CLASS 24. Substitution Models and Tree Reconstruction.
Ch.10 (textbook);
Section 7.3 (supp. textbook);
Steps of the phylogenetic analysis
Compilation of sequence dataset |
Alignment |
Determination of substitution model |
Tree building |
Tree evaluation |
Nucleotide Substitution Models
As we have seen in Class 19, p-distance is not an accurate way to estimate a number of substitutions between two sequences.
The simplest nucleotide substitution model is Jukes-Cantor model (a.k.a. JC69), which assumes that every nucleotide can be substituted with any other nucleotide with equal probability and all four bases occur with the same frequency (=0.25). This model has only one parameter (substitution rate α).
If variable base composition allowed (usually estimated from the alignment), JC69 model is transformed into Felsenstein 1981 model (F81).
Alternatively, if transitions and transversions are distinguished, JC69 model becomes Kimura 2 parameter model (K2P or K80), two parameters being rates of transitions and transversions.
Hasegawa-Kishino-Yano 1985 model (HKY85) assumed both unequal base composition and different rates for transitions and transversions
General Time Reversible Model (GTR or REV) assumes unequal base frequencies and 6 different rates of nucleotide substitutions, i.e. each possible substitution has its own rate.
The models described above are related to each other (they are nested):
Assumptions of the models:
- All nucleotide sites change independently (counter-example: compensatory changes in rRNA)
- The substitution rate is constant over time and in different lineages
- The base composition within the dataset is the same (at equilibrium). [GC content of completed prokaryotic genomes]
- All sites have the same constant probability to undergo substitution. [Among-Site-Rate-Variation, or ASRV, in later lectures.]
Choosing the right model: ModelTest
Protein Substitution Models
Protein Substitution Models are empirical (as opposed to parametric models for nucleotide substitutions described above). Examples: BLOSUM, PAM, JTT, WAG.
Reconstruction of Evolutionary History (Overview)
Distance analyses
- calculate pairwise distances (different distance measures, correction for multiple hits, correction for codon bias)
- make distance matrix (table of pairwise corrected distances)
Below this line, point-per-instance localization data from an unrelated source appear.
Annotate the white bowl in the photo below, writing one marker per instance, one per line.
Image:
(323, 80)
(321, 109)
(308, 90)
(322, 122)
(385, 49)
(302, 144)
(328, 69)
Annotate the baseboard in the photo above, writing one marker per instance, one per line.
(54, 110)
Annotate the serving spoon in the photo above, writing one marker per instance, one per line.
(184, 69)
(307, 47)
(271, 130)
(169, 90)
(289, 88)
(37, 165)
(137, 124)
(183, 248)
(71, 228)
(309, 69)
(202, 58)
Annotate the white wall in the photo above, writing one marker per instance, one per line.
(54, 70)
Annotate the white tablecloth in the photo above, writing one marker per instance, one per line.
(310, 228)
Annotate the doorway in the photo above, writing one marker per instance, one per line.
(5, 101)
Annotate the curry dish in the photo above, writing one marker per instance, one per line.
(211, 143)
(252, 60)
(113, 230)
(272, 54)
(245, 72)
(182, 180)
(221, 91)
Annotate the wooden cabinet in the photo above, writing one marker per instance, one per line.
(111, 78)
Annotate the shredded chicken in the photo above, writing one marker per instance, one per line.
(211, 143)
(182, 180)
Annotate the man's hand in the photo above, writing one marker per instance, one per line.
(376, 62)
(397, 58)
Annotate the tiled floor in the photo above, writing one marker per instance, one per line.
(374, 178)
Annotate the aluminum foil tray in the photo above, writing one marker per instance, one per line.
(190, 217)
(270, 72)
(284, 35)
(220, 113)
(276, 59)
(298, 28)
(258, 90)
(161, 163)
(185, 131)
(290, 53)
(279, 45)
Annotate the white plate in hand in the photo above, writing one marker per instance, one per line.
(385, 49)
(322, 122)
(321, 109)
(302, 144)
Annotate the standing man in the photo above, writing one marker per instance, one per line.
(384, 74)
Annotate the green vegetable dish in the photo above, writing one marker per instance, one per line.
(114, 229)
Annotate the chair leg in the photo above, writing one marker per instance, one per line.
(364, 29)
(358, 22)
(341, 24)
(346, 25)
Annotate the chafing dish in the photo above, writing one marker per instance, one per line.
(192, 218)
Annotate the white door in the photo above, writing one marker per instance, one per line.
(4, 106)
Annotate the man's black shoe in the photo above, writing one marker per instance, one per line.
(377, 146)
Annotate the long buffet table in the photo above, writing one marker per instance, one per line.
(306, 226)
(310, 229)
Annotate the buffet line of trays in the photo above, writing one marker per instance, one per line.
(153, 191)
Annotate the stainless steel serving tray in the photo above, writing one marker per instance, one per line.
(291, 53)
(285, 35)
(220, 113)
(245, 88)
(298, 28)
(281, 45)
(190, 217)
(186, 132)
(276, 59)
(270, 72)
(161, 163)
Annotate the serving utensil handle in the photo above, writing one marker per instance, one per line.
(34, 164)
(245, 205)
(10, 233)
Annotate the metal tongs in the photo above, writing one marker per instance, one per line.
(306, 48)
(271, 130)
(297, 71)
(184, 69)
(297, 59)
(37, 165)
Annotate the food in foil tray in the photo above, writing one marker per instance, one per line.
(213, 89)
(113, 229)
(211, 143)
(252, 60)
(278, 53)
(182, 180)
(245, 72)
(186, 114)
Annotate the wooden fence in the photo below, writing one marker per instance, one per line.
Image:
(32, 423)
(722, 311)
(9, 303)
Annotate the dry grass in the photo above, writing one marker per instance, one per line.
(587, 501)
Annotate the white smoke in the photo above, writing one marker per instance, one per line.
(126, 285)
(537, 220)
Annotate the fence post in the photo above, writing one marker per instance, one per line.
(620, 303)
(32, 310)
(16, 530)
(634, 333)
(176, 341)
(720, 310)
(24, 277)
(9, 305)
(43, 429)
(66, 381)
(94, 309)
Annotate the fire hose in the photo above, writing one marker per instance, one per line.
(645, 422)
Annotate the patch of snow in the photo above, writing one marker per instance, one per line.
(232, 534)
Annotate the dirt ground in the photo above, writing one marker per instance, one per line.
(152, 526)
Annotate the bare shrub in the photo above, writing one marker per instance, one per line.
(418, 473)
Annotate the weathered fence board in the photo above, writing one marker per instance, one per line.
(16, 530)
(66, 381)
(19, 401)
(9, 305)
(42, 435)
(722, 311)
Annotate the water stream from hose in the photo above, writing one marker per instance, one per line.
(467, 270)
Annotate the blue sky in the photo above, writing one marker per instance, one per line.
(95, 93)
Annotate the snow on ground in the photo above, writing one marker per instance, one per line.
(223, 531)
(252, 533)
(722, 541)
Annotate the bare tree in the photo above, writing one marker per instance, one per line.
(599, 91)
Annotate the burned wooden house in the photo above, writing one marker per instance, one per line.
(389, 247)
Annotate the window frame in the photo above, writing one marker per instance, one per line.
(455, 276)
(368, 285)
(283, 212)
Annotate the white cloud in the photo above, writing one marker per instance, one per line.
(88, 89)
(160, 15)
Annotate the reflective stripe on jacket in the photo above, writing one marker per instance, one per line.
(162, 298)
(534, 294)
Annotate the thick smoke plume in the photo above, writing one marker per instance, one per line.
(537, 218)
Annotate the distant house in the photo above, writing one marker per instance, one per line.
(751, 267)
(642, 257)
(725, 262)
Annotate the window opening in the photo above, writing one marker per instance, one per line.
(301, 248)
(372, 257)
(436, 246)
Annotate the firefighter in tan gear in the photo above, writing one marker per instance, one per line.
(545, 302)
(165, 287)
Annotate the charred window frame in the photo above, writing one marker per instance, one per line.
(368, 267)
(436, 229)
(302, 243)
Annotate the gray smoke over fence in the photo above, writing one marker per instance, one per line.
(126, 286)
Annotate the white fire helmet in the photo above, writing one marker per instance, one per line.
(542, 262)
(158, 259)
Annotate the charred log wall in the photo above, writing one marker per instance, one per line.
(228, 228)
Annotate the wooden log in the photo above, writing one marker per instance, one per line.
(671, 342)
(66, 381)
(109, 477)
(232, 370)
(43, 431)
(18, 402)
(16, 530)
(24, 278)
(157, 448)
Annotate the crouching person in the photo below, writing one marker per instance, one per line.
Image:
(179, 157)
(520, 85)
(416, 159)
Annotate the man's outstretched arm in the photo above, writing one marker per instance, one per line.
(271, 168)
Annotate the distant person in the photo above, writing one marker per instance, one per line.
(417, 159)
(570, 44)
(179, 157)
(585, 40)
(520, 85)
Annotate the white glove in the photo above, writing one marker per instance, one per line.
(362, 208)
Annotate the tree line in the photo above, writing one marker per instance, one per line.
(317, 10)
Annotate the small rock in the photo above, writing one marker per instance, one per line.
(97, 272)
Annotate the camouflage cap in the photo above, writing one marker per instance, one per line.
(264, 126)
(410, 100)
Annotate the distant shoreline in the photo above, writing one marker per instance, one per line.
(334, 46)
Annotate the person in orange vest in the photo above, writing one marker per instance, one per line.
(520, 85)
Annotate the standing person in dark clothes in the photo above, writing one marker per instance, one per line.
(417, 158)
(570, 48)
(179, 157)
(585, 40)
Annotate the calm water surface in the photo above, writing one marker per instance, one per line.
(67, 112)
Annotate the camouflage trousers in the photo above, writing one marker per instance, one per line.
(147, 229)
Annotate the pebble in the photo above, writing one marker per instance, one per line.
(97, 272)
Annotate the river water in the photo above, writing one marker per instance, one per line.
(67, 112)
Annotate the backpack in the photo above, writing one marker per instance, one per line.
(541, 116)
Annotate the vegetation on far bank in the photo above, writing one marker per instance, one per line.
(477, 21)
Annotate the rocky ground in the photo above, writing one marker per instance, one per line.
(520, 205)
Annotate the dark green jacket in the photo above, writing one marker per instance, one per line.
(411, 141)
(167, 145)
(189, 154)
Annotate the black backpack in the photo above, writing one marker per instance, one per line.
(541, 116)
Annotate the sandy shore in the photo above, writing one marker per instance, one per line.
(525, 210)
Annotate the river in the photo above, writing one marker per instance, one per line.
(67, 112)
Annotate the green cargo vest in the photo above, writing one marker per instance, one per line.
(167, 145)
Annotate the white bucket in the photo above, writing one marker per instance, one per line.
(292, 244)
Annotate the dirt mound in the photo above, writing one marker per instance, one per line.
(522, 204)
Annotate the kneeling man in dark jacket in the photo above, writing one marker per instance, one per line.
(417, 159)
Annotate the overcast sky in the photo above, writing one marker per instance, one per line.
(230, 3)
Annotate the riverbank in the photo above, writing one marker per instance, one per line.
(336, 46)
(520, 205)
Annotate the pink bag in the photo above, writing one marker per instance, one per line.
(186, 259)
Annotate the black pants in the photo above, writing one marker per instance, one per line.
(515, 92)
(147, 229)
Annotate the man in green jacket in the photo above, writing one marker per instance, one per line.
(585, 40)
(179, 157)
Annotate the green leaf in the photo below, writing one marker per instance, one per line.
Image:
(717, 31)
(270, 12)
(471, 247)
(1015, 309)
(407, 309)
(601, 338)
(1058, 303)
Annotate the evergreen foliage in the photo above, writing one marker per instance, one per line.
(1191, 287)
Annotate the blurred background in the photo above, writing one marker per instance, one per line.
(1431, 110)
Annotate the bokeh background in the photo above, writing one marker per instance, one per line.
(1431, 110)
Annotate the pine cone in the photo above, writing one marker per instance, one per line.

- calculate tree from distance matrix:
i) using optimality criterion (e.g.: smallest error between distance matrix and distances in tree)
ii) using algorithmic (or clustering) approaches (e.g., UPGMA or neighbor joining)
Parsimony analyses
find that tree that explains sequence data with minimum number of substitutions (tree includes hypothesis of sequence at each of the internal nodes). The underlying principle: Occam's Razor, i.e. the simplest solution is usually the correct one.
Maximum Likelihood (ML) analyses
given a model for sequence evolution, find the tree that has the highest probability (likelihood) of reproducing the observed data under this model. Likelihood describes how well the model predicts the data.
However, likelihood does not say anything about the probability of the model itself: Elliot Sober's Gremlins.
Bayesian analyses
use ML analyses to calculate posterior probabilities for trees, clades and evolutionary parameters.